Ur/Web — the record row type system: open records with row variables ({x: Int | r}), disjoint row concatenation (A ++ B, statically checked to share no field names), and field removal (A - .field). The treatment of typeclass constraints as anonymous records of function pointers — so instances are values, not implicit — also comes from Ur/Web, and is why trait resolution in Arra composes cleanly with the module system rather than requiring a separate coherence mechanism.

Koka — the algebraic effect system with row-typed effects, the ctl/op distinction between non-resumable and resumable operations, and the effect-polymorphic function types are taken directly from Koka.

Futhark — the SOAC fusion taxonomy and the use of dimension variables in array types as a practical (rather than purely theoretical) tool both draw on Futhark’s design.

Idris / dependent type theory — sigma types for existentially quantified array bounds, and the general idea that dimension arithmetic is a type-level concern checkable by an SMT solver.

OCaml — the interface/implementation module split.

Mercury — nondeterminism as a first-class effect, and the /'-Tabled-'/ annotation for tabled execution of recursive predicates.

Uiua — the file watcher approach to Unicode: write ASCII, get Unicode on save, keep both valid.

Motivation

Design arguments are easier to evaluate against concrete code.
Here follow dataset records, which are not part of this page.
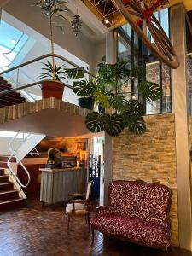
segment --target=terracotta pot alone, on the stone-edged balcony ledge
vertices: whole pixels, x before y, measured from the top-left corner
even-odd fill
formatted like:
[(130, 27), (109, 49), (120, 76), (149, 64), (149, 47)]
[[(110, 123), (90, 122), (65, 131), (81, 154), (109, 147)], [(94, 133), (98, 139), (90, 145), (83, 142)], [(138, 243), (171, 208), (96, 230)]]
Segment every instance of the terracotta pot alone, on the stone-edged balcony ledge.
[(54, 97), (61, 100), (64, 91), (64, 85), (61, 84), (61, 82), (55, 80), (44, 81), (41, 84), (41, 90), (43, 99)]

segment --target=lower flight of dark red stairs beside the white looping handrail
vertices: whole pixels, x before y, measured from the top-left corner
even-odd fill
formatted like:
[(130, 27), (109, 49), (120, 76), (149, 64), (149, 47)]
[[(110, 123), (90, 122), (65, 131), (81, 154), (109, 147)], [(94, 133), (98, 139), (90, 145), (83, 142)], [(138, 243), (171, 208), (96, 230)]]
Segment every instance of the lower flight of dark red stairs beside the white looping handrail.
[(0, 212), (26, 207), (26, 198), (20, 196), (4, 168), (0, 168)]

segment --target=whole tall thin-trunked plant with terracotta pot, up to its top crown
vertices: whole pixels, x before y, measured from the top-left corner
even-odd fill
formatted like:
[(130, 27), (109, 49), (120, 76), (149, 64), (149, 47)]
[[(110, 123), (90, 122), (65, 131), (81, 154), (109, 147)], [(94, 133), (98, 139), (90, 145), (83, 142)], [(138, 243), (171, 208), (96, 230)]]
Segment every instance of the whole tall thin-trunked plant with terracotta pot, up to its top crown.
[[(49, 29), (50, 29), (50, 47), (51, 47), (51, 62), (47, 61), (44, 64), (44, 68), (42, 68), (45, 73), (41, 73), (41, 78), (51, 78), (50, 80), (46, 80), (42, 83), (42, 97), (56, 97), (58, 99), (62, 99), (62, 94), (64, 90), (64, 84), (61, 83), (61, 68), (63, 66), (57, 67), (55, 64), (54, 58), (54, 34), (53, 34), (53, 24), (54, 17), (60, 17), (61, 19), (65, 19), (61, 15), (62, 11), (67, 11), (67, 8), (63, 7), (63, 3), (66, 1), (62, 0), (39, 0), (35, 2), (34, 5), (43, 9), (44, 17), (49, 19)], [(62, 30), (63, 26), (59, 26)]]

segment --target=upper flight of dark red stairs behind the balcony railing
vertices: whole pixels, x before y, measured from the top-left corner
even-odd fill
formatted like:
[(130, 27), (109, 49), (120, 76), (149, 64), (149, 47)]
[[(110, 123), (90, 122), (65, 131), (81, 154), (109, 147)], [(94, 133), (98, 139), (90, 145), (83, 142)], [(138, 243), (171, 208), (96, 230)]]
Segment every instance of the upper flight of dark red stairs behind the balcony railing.
[[(10, 90), (13, 89), (11, 84), (8, 84), (8, 82), (3, 79), (3, 77), (0, 76), (0, 92), (3, 90)], [(24, 97), (20, 96), (20, 93), (18, 92), (9, 92), (5, 95), (0, 96), (0, 108), (3, 108), (5, 106), (11, 106), (15, 104), (20, 104), (26, 102), (26, 99)]]

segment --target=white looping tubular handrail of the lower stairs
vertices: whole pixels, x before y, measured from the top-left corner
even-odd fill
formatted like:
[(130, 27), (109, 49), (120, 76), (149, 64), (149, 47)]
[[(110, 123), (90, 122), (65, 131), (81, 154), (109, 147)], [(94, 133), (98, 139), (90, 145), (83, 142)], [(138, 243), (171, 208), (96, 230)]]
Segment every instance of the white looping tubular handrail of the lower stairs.
[[(9, 156), (9, 160), (7, 161), (7, 165), (8, 165), (8, 167), (9, 167), (9, 171), (11, 172), (11, 175), (13, 175), (13, 176), (15, 177), (15, 180), (17, 181), (17, 183), (19, 183), (20, 188), (21, 188), (21, 187), (22, 187), (22, 188), (26, 188), (26, 187), (28, 186), (28, 184), (31, 182), (31, 176), (30, 176), (29, 172), (27, 171), (26, 166), (23, 165), (23, 163), (20, 161), (20, 159), (17, 157), (17, 155), (16, 155), (15, 153), (16, 153), (16, 151), (18, 150), (18, 148), (20, 148), (20, 146), (22, 145), (22, 143), (25, 143), (25, 142), (26, 142), (26, 140), (28, 139), (28, 137), (31, 136), (31, 134), (28, 133), (28, 135), (26, 136), (26, 138), (23, 139), (22, 142), (21, 142), (15, 149), (13, 149), (13, 148), (12, 148), (12, 147), (13, 147), (12, 143), (15, 141), (15, 139), (16, 139), (16, 137), (19, 135), (19, 133), (20, 133), (20, 132), (17, 132), (17, 133), (15, 134), (15, 137), (13, 137), (12, 140), (9, 142), (9, 151), (11, 152), (11, 155)], [(17, 163), (20, 163), (20, 166), (22, 166), (23, 169), (24, 169), (24, 171), (26, 172), (26, 175), (27, 175), (27, 177), (28, 177), (28, 181), (27, 181), (26, 185), (24, 185), (23, 183), (20, 182), (20, 179), (16, 176), (16, 174), (15, 174), (13, 168), (10, 166), (10, 160), (12, 159), (12, 157), (15, 157), (15, 159), (17, 160)]]

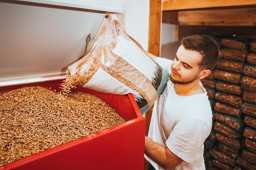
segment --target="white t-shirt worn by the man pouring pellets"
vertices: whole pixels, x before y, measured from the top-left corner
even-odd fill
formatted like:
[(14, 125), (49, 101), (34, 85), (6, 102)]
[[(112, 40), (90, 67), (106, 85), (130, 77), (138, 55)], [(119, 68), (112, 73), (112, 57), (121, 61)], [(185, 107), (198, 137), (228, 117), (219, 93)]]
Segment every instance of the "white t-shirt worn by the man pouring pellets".
[[(171, 60), (157, 57), (157, 63), (171, 73)], [(204, 141), (212, 128), (212, 110), (207, 92), (180, 96), (168, 80), (154, 104), (148, 137), (168, 147), (183, 162), (175, 170), (205, 170)], [(156, 170), (164, 170), (145, 155)]]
The following example is a columnar database query with incremental maintenance — the kind of program Arra is aimed at.

type Trade ← {sym: Symbol, price: Float, vol: Int}

derived bestBySymbol ← db.trades
  'filter  (t → t.vol > threshold)
  'groupby .sym
  'map     (grp → grp 'map .price 'max ())

bestBySymbol is a HashMap Symbol Float — the best price per symbol among trades above a volume threshold. It reads almost identically to what you would write in K or Q. The difference is what the compiler has verified underneath.

.sym and .price are field accesses that work identically whether db.trades is stored row-oriented (Trade[n]) or columnar ({sym: Symbol[n], price: Float[n], vol: Int[n]}). The layout is a type annotation; the code does not change. The from coercion between the two representations is zero-cost and compiler-generated.

.sym in 'groupby position is a Field token coerced to an accessor function by the from Field → function hook. No explicit lambda needed.

'map inside 'map works on the grouped structure without rank annotation. Dispatch selects the correct iteration strategy from the types.

The entire chain is ⟪State⟫-typed. Effects propagate out through the hook system automatically — no explicit threading, no monadic bind.

derived means bestBySymbol is not recomputed on every access. The compiler registers delta functions for 'filter, 'groupby, and 'map, and maintains the result in O(delta) as db.trades changes. The delta functions are guaranteed pure by the type system; no locking is required.

The surface is familiar. The substrate is new.